Thinking about this, there's an interesting parallel between this discussion and the discussion about uninhabited types. Note that strictly speaking, adding bounds directly on the HashMap
type would be a breaking change. This code is presently legal:
use std::collections::HashMap;
fn provide<K, V>() -> HashMap<K, V> {
unimplemented!()
}
fn consume<K, V>(_: HashMap<K, V>) {}
struct NotHashEq;
fn main() {
let m = provide::<NotHashEq, i32>();
consume(m);
println!("Done");
}
Adding the constraint to the HashMap
type itself would of course make both of these functions ill-formed. Adding implied bounds would make the functions compile, but the calling code would be broken.
You could, recognizing that the basis of adding the implied bounds is the inhabitedness of HashMap<K, V>
, follow the suggestion by @Fylwind to put the constraint on the HashMap
constructor. This would mean this code would remain legal, you just wouldn't be able to meaningfully implement provide
, which is exactly the case today due to the public interface of HashMap
. Then, depending on how Rust ends up reasoning about uninhabitedness, the bounds could be deemed to hold for all uses of the result of provide
, since either they do hold, or the code is unreachable anyways.

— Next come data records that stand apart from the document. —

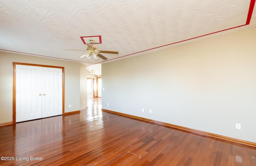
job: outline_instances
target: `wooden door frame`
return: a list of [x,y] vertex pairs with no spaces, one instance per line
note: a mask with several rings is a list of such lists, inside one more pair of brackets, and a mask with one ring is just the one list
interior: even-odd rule
[[29,64],[26,63],[12,62],[12,123],[16,124],[16,65],[33,66],[46,68],[61,68],[62,70],[62,116],[65,113],[65,74],[64,67],[54,66]]
[[[93,77],[87,77],[87,79],[92,79],[92,92],[93,92],[93,97],[95,97],[95,95],[94,95],[94,78]],[[86,79],[87,80],[87,79]],[[86,82],[87,83],[87,82]],[[87,94],[87,95],[88,94]],[[88,97],[87,97],[88,98]]]

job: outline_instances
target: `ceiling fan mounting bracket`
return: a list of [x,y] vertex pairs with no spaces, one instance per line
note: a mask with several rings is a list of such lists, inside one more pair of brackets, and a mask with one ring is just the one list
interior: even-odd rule
[[94,40],[93,39],[89,39],[89,41],[90,41],[90,42],[92,44],[94,42]]

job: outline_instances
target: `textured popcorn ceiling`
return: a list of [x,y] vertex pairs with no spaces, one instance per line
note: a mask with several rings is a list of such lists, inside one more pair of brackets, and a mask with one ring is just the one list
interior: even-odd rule
[[[255,3],[255,0],[0,0],[0,50],[87,65],[105,63],[256,27]],[[248,17],[253,11],[251,18]],[[62,50],[84,50],[86,45],[80,37],[88,36],[100,36],[101,43],[95,44],[99,50],[119,54],[102,53],[109,59],[104,61],[78,59],[84,52]]]

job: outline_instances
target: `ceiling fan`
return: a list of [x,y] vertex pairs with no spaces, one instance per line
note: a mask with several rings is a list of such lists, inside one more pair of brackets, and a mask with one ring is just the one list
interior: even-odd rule
[[82,58],[85,56],[87,57],[88,59],[90,59],[92,56],[95,59],[98,58],[99,57],[103,59],[103,60],[106,60],[108,58],[103,56],[102,55],[100,54],[106,53],[106,54],[118,54],[119,53],[117,51],[103,51],[102,50],[98,50],[98,47],[92,45],[94,42],[94,40],[93,39],[90,39],[89,40],[90,42],[90,44],[86,43],[87,47],[86,48],[86,50],[66,50],[63,49],[63,50],[68,50],[71,51],[86,51],[86,52],[83,55],[78,57],[78,58]]

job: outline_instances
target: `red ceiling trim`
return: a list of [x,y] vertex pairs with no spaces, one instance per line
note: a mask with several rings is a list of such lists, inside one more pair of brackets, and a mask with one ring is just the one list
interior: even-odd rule
[[249,8],[249,11],[248,11],[248,15],[247,16],[247,20],[246,20],[246,25],[250,24],[250,22],[252,18],[252,12],[253,12],[253,8],[254,7],[255,4],[255,1],[256,0],[251,0],[251,2],[250,4],[250,7]]
[[42,57],[46,57],[46,58],[54,58],[54,59],[61,59],[62,60],[69,60],[69,61],[78,62],[82,62],[88,63],[90,63],[90,64],[95,64],[94,63],[88,62],[83,62],[83,61],[79,61],[79,60],[72,60],[69,59],[62,58],[61,58],[53,57],[52,56],[45,56],[45,55],[38,55],[38,54],[26,53],[25,52],[20,52],[19,51],[10,51],[10,50],[3,50],[3,49],[0,49],[0,50],[2,50],[3,51],[8,51],[8,52],[16,52],[16,53],[17,53],[23,54],[28,54],[28,55],[36,55],[36,56],[42,56]]
[[104,62],[108,61],[109,60],[112,60],[113,59],[118,59],[118,58],[120,58],[124,57],[129,56],[130,56],[130,55],[134,55],[134,54],[138,54],[138,53],[144,52],[145,51],[149,51],[149,50],[154,50],[154,49],[156,49],[156,48],[160,48],[161,47],[164,47],[164,46],[170,46],[170,45],[174,44],[180,43],[180,42],[185,42],[185,41],[188,41],[188,40],[193,40],[193,39],[196,39],[196,38],[200,38],[201,37],[204,36],[206,36],[209,35],[210,35],[210,34],[215,34],[215,33],[216,33],[220,32],[221,32],[225,31],[226,30],[229,30],[232,29],[234,29],[234,28],[237,28],[243,26],[246,26],[246,25],[248,25],[249,24],[250,24],[250,21],[251,20],[251,19],[252,18],[252,12],[253,12],[253,8],[254,8],[254,4],[255,4],[255,2],[256,1],[256,0],[251,0],[251,2],[250,2],[250,6],[249,7],[249,10],[248,11],[248,15],[247,16],[247,18],[246,19],[246,24],[245,24],[244,25],[240,25],[240,26],[236,26],[235,27],[230,28],[226,29],[225,29],[225,30],[220,30],[220,31],[218,31],[215,32],[214,32],[210,33],[209,33],[209,34],[206,34],[202,35],[202,36],[199,36],[195,37],[193,38],[191,38],[189,39],[184,40],[180,41],[179,42],[175,42],[174,43],[170,43],[170,44],[168,44],[164,45],[164,46],[160,46],[159,47],[155,47],[154,48],[150,48],[150,49],[149,49],[146,50],[144,50],[143,51],[140,51],[139,52],[135,52],[134,53],[129,54],[125,55],[125,56],[120,56],[119,57],[117,57],[117,58],[113,58],[113,59],[109,59],[109,60],[104,60],[104,61],[98,62],[98,63],[101,63],[101,62]]
[[[100,42],[99,43],[94,43],[94,44],[102,44],[102,42],[101,42],[101,35],[99,35],[99,36],[81,36],[80,37],[80,38],[81,38],[81,39],[82,39],[82,41],[84,43],[84,44],[86,44],[86,43],[85,42],[85,41],[84,41],[84,38],[90,38],[90,37],[99,37],[99,40],[100,40]],[[90,44],[90,43],[89,43]]]

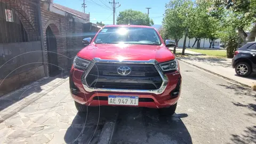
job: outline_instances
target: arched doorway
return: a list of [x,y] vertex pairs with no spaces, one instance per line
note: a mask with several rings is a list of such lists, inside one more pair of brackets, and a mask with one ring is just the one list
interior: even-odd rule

This could of course create surprising results, since someone could design a whole system based around provide
, and only later realize that provide
can't be implemented meaningfully. This is somewhat worse than the status quo, since right now, you couldn't do anything meaningful with the result of provide
, limiting the amount of code that could depend on the (effectively) uninhabited type. The compiler could warn you when the code is invariantly unreachable, e.g. since HashMap
is known to be uninhabited for the provided K
, rather than simply not being universally inhabited because K
lacks the appropriate bounds. Note how this relates to above discussion about how the compiler reasons about uninhabited types/variants.
The fact that presently you can't do much with an unbounded HashMap
is also probably sufficient to make the breaking change of adding the bounds to the type acceptable, since Rust has tended to be pragmatic about this sort of thing. I think it's just worth noting the breakage and the implications of trying to avoid it.